UCLA research in understanding treatment-resistant melanoma listed among AACR’s most-cited of 2014
Dr. Roger Lo’s pioneering study of acquired resistance and clonal evolution in BRAF-mutant melanoma to be included in “The Best of the AACR Journals”
Groundbreaking research into a promising new class of drugs called BRAF inhibitors led by UCLA Jonsson Comprehensive Cancer Center member Dr. Roger Lo has been selected by the American Association for Cancer Research (AACR) for inclusion in “The Best of AACR Journals 2014,” the organization’s annual review highlighting its journals’ most highly cited and influential studies of the year.
Lo’s work, which provides critical insight into the key mutations and cell-signaling pathways BRAF-mutant melanoma cells use to become resistant to inhibitor drugs, is featured as one of the year’s major achievements in cancer research.
The AACR will be highlighting his study at its upcoming Annual Meeting on April 17, 2016.
Approximately 50 percent of advanced melanoma tumors—the deadliest form of skin cancer, which can spread throughout the body—are driven to grow by the presence of BRAF mutations. BRAF inhibitors have shown unprecedented responses as a treatment for these types of tumors, rapidly shrinking them. However, BRAF-mutated tumors frequently show early resistance to treatment and respond only partially to BRAF inhibitors, leaving behind cancer cells that lead to eventual tumor regrowth.
In his study, Lo, an associate professor of dermatology and molecular and medical pharmacology at UCLA, discovered how tumor cells escaped the effects of BRAF inhibitors based on the outgrowth of melanoma cells that had been selected by therapy to rely on different mutations and cell-signaling pathways to thrive in the presence of BRAF-inhibitor therapy. This work was based on the analysis of 100 biopsies from patients treated with BRAF inhibitors, and it highlights that advanced BRAF-mutated melanoma tumors harbor extensive reservoir of genetic diversity to escape from the potency of BRAF inhibitors within a matter of months.

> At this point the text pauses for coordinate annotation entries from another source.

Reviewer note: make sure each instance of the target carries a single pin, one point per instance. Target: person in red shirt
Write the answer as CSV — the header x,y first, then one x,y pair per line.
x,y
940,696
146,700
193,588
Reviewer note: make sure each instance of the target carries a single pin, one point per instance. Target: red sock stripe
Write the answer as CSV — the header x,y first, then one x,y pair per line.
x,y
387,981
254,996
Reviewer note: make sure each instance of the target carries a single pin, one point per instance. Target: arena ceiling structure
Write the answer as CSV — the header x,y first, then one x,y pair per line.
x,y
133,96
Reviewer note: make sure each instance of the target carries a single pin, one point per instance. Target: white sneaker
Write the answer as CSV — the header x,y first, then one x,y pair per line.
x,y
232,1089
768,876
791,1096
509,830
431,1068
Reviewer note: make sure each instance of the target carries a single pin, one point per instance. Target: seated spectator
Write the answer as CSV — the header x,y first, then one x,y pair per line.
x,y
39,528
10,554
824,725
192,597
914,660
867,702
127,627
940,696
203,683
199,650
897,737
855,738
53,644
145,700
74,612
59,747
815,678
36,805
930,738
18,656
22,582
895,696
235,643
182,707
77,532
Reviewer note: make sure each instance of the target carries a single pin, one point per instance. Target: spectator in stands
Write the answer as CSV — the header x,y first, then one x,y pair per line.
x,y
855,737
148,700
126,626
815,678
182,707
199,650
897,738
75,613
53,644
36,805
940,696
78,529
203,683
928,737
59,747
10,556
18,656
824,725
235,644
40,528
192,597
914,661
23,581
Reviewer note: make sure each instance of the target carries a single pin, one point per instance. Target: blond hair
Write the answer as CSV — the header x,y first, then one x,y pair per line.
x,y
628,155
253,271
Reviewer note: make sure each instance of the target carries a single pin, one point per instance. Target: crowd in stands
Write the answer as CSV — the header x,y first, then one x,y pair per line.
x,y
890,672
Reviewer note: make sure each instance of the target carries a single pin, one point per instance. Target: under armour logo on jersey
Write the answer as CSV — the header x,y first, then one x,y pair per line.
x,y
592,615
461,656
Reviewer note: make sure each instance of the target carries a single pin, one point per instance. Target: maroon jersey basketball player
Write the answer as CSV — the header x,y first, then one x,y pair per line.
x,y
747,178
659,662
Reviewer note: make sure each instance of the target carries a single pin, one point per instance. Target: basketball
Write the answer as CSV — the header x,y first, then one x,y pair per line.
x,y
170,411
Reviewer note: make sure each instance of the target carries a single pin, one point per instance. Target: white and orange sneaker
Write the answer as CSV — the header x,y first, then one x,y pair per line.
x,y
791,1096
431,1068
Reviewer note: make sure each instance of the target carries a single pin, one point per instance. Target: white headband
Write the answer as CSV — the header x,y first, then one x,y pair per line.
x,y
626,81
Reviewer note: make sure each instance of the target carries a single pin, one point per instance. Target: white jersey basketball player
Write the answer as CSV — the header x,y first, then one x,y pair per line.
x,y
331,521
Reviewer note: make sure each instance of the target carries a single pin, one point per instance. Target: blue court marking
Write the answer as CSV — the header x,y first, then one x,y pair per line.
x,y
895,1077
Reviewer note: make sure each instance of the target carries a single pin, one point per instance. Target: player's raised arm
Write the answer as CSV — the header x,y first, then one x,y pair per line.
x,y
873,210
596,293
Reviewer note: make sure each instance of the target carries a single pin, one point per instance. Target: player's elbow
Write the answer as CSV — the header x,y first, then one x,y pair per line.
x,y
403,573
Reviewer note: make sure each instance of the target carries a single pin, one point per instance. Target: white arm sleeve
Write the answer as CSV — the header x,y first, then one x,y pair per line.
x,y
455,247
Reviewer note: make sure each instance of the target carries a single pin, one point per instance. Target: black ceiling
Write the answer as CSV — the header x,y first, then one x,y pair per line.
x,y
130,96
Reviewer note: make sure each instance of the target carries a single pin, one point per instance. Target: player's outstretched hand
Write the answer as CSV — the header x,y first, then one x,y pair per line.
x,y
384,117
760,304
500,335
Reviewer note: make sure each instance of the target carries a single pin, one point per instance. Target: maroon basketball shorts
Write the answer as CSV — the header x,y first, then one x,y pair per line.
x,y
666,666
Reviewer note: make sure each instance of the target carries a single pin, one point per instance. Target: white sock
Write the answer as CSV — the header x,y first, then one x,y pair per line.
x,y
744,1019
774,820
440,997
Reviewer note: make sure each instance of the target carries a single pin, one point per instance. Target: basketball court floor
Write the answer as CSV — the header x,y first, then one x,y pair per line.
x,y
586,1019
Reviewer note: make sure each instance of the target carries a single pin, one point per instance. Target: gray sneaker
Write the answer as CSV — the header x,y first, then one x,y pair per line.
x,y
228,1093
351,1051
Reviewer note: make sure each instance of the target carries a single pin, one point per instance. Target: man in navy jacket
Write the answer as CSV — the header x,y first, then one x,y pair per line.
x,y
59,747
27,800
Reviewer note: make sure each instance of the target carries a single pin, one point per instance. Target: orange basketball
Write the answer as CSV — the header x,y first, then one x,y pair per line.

The study shows how, within individual patients, multiple clones and mechanisms of resistance can arise during the course of therapy. These fundamental insights provide cancer researchers and physicians a realistic assessment of the challenges posed by therapy resistance in the clinic rather than in simpler experimental models often used in the laboratories.
The findings also suggested common-denominator strategies to potentially forestall resistance, including one, led by Dr. Antoni Ribas, professor of hematology and oncology at UCLA, that is already in clinical testing combining three targeted therapy agents
Lo’s work provides researchers with powerful information that can be translated directly into the clinic, specifically to improve the use of BRAF inhibitor drugs in combination with other potential drugs for melanoma patients. As doctors learn what these mechanisms of tumor resistance are, they can combine inhibitor drugs that block multiple resistance routes and eventually make the tumors shrink for much longer, or go away completely.
The AACR’s recognition of Lo’s study highlights the work of UCLA’s translational physician-scientists who are taking laboratory discoveries to cancer patients as quickly as possible.
Lo’s study, entitled “Acquired Resistance and Clonal Evolution in Melanoma during BRAF Inhibitor Therapy,” was published online November 21, 2013 in the journal Cancer Discovery.
This work represents an international collaboration led by Dr. Lo, which includes scientists from Vanderbilt University in Nashville, Tennessee, the Melanoma Institute of Australia in Sydney, Australia, and the Ludwig Institute for Cancer Research in Brussels, Belgium.